A new CT scan pulmonary angiography model may help optimize the diagnostic work-up process for patients with suspected pulmonary hypertension (PH), according to a recent study.
The diagnostic and prognostic utility of the model was validated in a tertiary referral population of treatment-naive patients who had a high pretest probability of PH.
“The aim of this study was to (a) build a diagnostic CT model in patients with suspected PH using the current guideline definition of PH (mPAP [mean pulmonary arterial pressure] ≥25 mm Hg) and the recent proposed definition of >20 mm Hg and (b) test its prognostic significance,” wrote Andrew J. Swift, MBChB, PhD, of the University of Sheffield (England) and colleagues in.
The study cohort included 491 patients with suspected PH who underwent routine CT pulmonary angiography and right-heart catheterization between April 2012 and March 2016. CT metrics for patients with PH were developed using axial and reconstructed images.
The researchers identified the derivation (n = 247) and validation (n = 244) cohorts using random patient selection. In the derivation cohort, multivariate regression analysis was conducted to develop a model with the ability to predict mPAP ≥25 mm Hg and >20 mm Hg.
In the validation cohort, receiver operating characteristic analysis was performed to establish compromise CT thresholds, as well as sensitivity and specificity. The prognostic utility of the model was evaluated using Kaplan-Meier analysis.
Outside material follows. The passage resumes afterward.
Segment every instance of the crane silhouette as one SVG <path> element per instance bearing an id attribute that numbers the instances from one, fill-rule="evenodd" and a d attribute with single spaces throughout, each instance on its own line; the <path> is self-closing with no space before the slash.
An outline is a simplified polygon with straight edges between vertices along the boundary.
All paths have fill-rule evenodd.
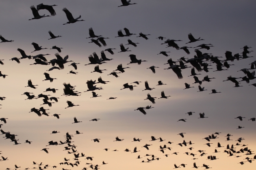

Among the 247 patients in the derivation cohort, a CT regression model was identified, which included right-ventricle outflow tract thickness, main pulmonary artery diameter, and left ventricular area and interventricular septal angle; the area under the curve (AUC) in this cohort was 0.92.
Among the 244 patients in the validation cohort, the model demonstrated strong diagnostic utility for the detection of PH, with an AUC of 0.91 and 0.94 for mPAP >20 mm Hg and ≥25 mm Hg, respectively.
With respect to the prognostic utility of the model, the researchers found that the diagnostic thresholds were prognostic in the CT model (all P < .01).
“The diagnostic CT thresholds are also of prognostic value; patients found not to have PH on CT have an excellent outcome,” they explained.
Dr. Swift and colleagues acknowledged that positive and negative predictive values will change based on the diagnostic setting. As a result, the findings from the current study may only be applicable to tertiary referral patient populations.
“This data may be particularly helpful when triaging patients with suspected severe PH for consideration of targeted pulmonary vascular therapies,” they concluded.
The study was supported by Wellcome Trust, the National Institute for Health Research, MRC POLARIS, and Bayer. The authors reported having no conflicts of interest with any companies related to the publication.